Link it all

We’ve never met one of those mythical she-monsters, but thus spake zuska reminds us that nobody is a sexist bastard because she is female, though one may be sexist despite being female.  And that female sexist bastards are also a product of the patriarchy and to be pitied.

Mutant Super Model explains why you don’t have to be Sarah Palin in order to be a feminist.

WE MISS CITIES SO HARD

Please do not use electronic devices until told it is safe to do so, first day of class instructions by Not of General Interest.

Texas isn’t the only state attacking education these days, but we really do not want this guy for president.

Thank you for this post, Kate Clancy.  Also Micro Dr. O reiterates a post she’d made before that we agreed with then and agree with now.  And we wonder if the attackers are pro-life because they don’t seem to believe that pregnant women should be allowed to make educated decisions about their own bodies.  I always thought the ability to choose (what to do with her own body) is a feminist statement even if the choice made is irrelevant to the subject of feminism (or at least second order, as obviously all choices are influenced by environment).  I wonder if the attackers would argue that home births should be illegal, since that seems to be the direction their arguments point (included with:  should we also lock up pregnant women who smoke or drink, two activities that aren’t as ambiguous in terms of fetal and maternal health?).

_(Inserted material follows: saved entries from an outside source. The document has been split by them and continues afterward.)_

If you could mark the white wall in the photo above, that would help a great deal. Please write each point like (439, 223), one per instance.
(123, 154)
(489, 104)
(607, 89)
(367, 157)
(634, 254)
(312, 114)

Also, I would be betraying my social science if I didn’t point out that the choice to vaccinate or not is nothing like the choice to home vs. hospital birth.  (Chapter topic:  Potential Reasons for Government Intervention:  Negative Spillovers.)  The vaccination choice strongly affects herd immunity which has negative consequences not just on parent and child but also on the elderly, other children, people with weakened immune systems etc.  The birth choice at most hurts mother and unborn child.  Possibly there may be stresses on public finance systems later, but it is unclear whether those costs will be larger for the unnecessary interventions and increases in prematurity due to over-medicalization (which are less likely in the European countries whose comparative statistics are discussed) vs. home-birth mistakes.  It is hard to say and I doubt anyone has done a good cost-benefit analysis.  We care about vaccination because it has these large spillover effects.  We should allow individual choice (with full information) in the birthing decision.  NPR did a really neat story recently about how just forcing doctors to document when they scheduled a birth before 39 weeks and why decreased neonatal intensive care usage.  We might think government intervention would be justified in that case because doctors are often making the choice for women based on their vacation or Superbowl schedules (Amitabh Chandra has a fantastic paper on that topic), and this is a “nudge” intervention– not actually outlawing <39 week interventions or even saying the justification has to be a good one, just that they have to write down the justification.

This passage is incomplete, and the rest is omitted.